Silly goose, you're here forever.

I have a chunk of old carpet in my shed that I throw down under my cars when I'm working on them. It's mostly for comfort and to keep bolts and sockets from bouncing when they inevitably get dropped, but it's also pretty good at picking up any dribbles during the process.

Hed
Mar 31, 2004

Fun Shoe
For times when I know I’m going to be working with it, I just throw cardboard boxes from the recycling under the pan and plug.

tater_salad
Sep 15, 2007


Hed posted:

For times when I know I’m going to be working with it, I just throw cardboard boxes from the recycling under the pan and plug.
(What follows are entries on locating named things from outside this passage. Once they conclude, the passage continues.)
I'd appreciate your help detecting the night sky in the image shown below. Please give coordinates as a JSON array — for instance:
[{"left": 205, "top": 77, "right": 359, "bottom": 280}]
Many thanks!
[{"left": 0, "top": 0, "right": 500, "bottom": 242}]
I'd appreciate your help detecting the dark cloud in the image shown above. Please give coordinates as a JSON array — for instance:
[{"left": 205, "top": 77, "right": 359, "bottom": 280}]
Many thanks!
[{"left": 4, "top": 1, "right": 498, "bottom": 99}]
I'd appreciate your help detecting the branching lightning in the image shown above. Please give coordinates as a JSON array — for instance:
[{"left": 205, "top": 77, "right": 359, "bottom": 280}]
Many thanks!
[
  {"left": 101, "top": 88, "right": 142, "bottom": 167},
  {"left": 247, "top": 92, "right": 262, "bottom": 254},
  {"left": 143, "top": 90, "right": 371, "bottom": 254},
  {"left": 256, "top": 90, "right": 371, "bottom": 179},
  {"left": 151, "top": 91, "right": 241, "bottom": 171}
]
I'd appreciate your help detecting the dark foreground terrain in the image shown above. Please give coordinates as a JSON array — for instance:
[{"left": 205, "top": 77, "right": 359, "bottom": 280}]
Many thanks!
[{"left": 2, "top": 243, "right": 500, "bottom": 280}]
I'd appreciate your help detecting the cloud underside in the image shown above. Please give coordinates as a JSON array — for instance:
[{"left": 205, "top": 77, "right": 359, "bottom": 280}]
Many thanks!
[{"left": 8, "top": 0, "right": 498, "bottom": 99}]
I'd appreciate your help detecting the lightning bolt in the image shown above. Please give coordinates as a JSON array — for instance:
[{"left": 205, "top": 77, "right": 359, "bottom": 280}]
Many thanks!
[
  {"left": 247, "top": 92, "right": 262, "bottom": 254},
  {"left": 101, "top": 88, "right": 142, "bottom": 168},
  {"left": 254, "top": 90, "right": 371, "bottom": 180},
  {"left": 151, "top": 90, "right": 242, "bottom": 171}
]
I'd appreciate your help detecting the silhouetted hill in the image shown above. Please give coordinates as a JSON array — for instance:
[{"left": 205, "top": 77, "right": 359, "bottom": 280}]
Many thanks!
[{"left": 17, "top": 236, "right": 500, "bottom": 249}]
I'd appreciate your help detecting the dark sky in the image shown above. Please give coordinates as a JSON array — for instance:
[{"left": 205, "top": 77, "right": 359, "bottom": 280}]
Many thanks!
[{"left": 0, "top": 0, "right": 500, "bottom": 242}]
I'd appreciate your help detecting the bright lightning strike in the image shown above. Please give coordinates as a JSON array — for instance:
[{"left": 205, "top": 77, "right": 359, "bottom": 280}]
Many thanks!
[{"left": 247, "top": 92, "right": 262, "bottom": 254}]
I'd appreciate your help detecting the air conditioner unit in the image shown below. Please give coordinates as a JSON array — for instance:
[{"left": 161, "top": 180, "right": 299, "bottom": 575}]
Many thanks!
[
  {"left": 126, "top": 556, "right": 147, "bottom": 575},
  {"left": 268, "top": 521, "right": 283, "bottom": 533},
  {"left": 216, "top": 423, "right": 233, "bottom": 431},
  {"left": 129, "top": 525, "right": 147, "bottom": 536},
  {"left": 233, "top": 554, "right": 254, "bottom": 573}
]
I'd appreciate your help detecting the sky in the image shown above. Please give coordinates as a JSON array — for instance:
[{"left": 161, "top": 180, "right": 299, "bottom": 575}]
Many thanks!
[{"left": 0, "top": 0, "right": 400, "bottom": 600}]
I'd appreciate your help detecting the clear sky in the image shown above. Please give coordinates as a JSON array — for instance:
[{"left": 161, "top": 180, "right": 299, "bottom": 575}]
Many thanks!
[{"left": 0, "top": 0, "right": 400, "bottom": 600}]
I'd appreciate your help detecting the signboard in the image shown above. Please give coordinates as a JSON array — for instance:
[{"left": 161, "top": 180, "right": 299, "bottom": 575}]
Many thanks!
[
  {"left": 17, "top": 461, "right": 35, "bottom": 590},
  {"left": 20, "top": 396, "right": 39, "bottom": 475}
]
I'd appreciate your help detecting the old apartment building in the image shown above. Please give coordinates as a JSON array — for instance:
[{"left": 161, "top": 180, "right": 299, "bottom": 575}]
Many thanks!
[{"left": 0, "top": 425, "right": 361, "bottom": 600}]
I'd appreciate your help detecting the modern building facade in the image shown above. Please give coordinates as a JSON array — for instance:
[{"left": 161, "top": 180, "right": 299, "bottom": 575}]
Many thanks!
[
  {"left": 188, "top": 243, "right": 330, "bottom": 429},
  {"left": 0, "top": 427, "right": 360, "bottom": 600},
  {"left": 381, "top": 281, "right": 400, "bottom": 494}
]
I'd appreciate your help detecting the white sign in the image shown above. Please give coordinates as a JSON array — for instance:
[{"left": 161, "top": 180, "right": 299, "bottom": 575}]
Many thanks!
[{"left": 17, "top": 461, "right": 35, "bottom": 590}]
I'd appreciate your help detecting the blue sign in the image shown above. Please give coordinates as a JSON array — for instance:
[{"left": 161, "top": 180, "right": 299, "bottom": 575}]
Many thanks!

yep I have cardboard for under the car.. and use it under my genny when running the leaky magnetic oil plug

Pham Nuwen
Oct 30, 2010



My new garage has only two outlets: the ceiling outlet for the door opener, and a NEMA 14-50R outlet on the back wall. Now, I have yet to find my tester (still boxed up) and verify that it is actually powered, but assuming it is indeed electrified: is there any safe and code-compliant way I can break that out into regular 110V outlets?

H110Hawk
Dec 28, 2006

Pham Nuwen posted:

My new garage has only two outlets: the ceiling outlet for the door opener, and a NEMA 14-50R outlet on the back wall. Now, I have yet to find my tester (still boxed up) and verify that it is actually powered, but assuming it is indeed electrified: is there any safe and code-compliant way I can break that out into regular 110V outlets?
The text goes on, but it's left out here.